In this sector, ESG has a strong technical aspect. CBRE have noted that mechanical and engineered systems including the energy supply, energy-efficiency and cooling system reliability and efficiency are both a major contributor to the credentials of the facility and an important part of asset valuation.

We are increasingly having these types of conversations with clients who are looking for assistance to integrate ESG into their DC projects and portfolios. The potential for achieving net zero carbon is also on the agenda, and that is where a holistic, multidisciplinary approach ensuring DC engineering is as materially and operationally efficient as possible is entirely beneficial. Having the capability to also deliver the frameworks, pathways and validation for energy efficiency certifications, Green Mark, GRESB and carbon emissions reporting also add another dimension of value for these clients.

The value is not only for reporting to stakeholders, services such as parametric design tools, energy modelling and robust M&V and reporting frameworks can be the factor that convinces local consent authorities to greenlight a development application.

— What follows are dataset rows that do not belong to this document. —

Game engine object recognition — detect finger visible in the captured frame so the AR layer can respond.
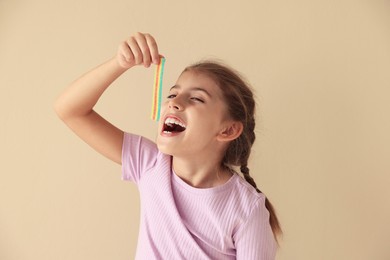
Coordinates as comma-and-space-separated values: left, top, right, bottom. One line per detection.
127, 37, 142, 65
135, 33, 151, 67
118, 41, 134, 62
145, 34, 160, 64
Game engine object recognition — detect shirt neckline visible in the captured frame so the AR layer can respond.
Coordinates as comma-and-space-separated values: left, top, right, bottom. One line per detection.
171, 169, 238, 195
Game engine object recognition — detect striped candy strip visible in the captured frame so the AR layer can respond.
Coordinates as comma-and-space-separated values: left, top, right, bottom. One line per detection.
152, 57, 165, 121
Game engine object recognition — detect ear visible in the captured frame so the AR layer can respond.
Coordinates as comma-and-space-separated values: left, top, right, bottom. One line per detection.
217, 121, 244, 142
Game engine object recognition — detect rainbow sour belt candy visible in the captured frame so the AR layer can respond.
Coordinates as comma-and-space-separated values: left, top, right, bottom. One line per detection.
152, 57, 165, 121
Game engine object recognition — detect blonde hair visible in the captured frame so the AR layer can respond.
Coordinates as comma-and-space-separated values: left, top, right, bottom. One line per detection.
183, 61, 282, 240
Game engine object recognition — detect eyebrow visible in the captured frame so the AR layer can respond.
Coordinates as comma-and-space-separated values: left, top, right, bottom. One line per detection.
169, 85, 212, 98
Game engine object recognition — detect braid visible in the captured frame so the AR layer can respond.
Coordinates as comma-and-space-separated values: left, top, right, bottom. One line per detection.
240, 165, 262, 193
240, 165, 282, 242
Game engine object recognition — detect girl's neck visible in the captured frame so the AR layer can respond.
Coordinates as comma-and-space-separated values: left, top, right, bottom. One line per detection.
172, 157, 232, 188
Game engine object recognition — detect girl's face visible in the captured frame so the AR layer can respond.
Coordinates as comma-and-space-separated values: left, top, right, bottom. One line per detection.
157, 71, 228, 157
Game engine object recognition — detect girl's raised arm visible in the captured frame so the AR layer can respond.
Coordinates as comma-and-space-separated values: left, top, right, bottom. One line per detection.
55, 33, 159, 164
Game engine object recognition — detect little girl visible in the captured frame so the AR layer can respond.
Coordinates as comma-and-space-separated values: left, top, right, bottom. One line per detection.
55, 33, 281, 260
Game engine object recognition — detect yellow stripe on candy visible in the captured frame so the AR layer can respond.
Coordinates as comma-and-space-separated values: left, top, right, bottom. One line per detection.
152, 57, 165, 121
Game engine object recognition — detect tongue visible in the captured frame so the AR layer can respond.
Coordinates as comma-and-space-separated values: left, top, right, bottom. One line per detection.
164, 124, 185, 132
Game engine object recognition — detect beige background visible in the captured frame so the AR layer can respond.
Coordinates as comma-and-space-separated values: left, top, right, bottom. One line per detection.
0, 0, 390, 260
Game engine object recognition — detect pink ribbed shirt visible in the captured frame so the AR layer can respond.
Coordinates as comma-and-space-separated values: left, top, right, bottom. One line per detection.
122, 133, 276, 260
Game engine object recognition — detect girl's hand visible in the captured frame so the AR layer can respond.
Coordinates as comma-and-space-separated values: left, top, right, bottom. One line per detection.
116, 32, 160, 69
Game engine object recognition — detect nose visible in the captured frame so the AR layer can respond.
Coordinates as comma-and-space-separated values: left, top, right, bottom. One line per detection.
168, 97, 183, 111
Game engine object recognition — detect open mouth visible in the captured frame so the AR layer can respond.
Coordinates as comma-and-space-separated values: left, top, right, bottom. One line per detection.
163, 117, 186, 134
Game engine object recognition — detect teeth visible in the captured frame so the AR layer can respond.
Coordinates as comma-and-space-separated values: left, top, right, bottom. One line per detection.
164, 117, 186, 128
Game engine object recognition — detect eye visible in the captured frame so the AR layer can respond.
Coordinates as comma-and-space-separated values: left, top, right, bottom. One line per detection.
191, 97, 204, 103
167, 94, 176, 99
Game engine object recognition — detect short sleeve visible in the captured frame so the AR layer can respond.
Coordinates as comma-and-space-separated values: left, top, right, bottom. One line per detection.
234, 197, 277, 260
122, 133, 158, 183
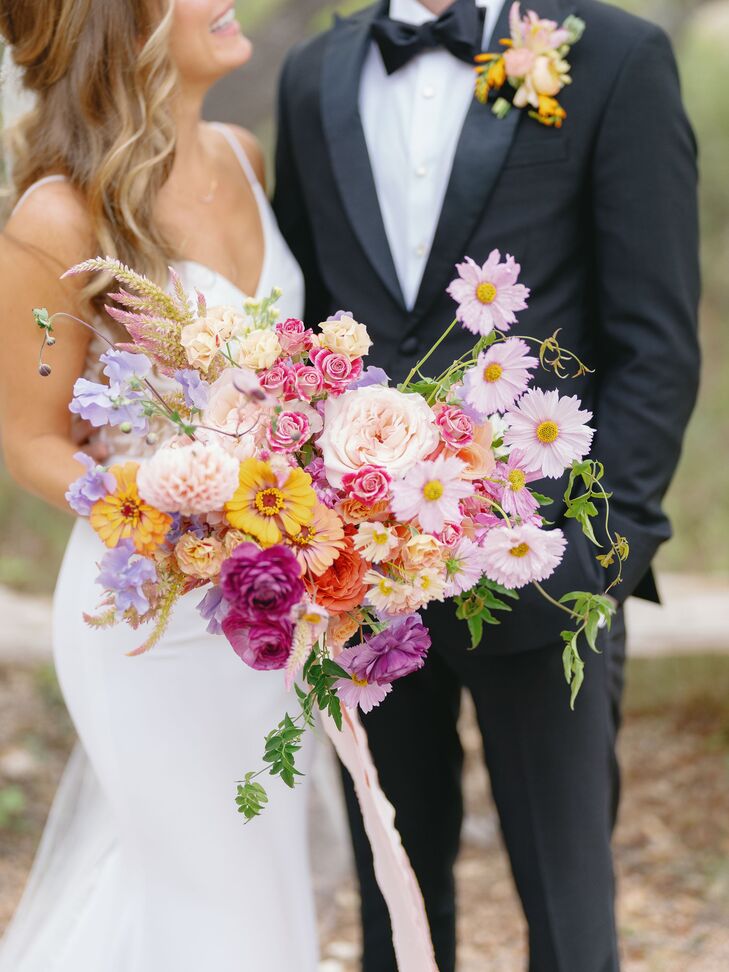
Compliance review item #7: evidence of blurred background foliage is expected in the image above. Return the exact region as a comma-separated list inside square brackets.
[0, 0, 729, 592]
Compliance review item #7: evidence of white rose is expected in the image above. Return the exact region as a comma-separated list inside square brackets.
[318, 385, 439, 487]
[238, 327, 281, 371]
[319, 315, 372, 358]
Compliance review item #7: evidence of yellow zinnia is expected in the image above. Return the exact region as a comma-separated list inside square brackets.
[225, 459, 316, 547]
[89, 462, 172, 557]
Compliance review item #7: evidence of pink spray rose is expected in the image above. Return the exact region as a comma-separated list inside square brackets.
[342, 465, 392, 506]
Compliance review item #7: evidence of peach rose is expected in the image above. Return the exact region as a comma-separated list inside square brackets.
[175, 533, 223, 580]
[180, 317, 230, 374]
[318, 314, 372, 358]
[319, 385, 440, 488]
[304, 537, 369, 614]
[202, 368, 267, 462]
[238, 327, 281, 371]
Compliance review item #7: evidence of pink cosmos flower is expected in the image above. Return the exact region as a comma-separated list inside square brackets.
[342, 465, 392, 506]
[433, 405, 474, 450]
[276, 317, 314, 355]
[494, 449, 539, 520]
[445, 537, 484, 597]
[504, 388, 595, 479]
[334, 668, 392, 714]
[463, 338, 539, 415]
[448, 250, 530, 336]
[391, 456, 473, 533]
[481, 523, 567, 590]
[309, 348, 362, 395]
[137, 442, 240, 516]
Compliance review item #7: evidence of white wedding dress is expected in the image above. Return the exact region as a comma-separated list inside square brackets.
[0, 126, 318, 972]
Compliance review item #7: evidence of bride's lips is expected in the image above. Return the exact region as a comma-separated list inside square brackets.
[210, 4, 240, 37]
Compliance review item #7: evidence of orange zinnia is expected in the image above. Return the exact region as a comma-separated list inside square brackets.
[89, 462, 172, 557]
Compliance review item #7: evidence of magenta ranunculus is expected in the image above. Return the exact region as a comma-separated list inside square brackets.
[349, 614, 431, 685]
[433, 405, 473, 449]
[276, 317, 314, 355]
[266, 412, 311, 452]
[342, 465, 392, 506]
[309, 348, 362, 395]
[220, 543, 305, 624]
[223, 611, 294, 672]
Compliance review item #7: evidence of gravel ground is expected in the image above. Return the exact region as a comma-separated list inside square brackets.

The benefits continue beyond handover, for example, in Singapore part of the government’s new requirements for DCs is reviews every 10 years of the DC’s performance against its energy efficiency commitment.

Having the integrated digital engineering model and associated operational specifications to assist the facility operators to maintain optimal functioning are another piece of assurance for investors that DCs are an asset class delivering lasting value and returns – without taxing the planet beyond its limits.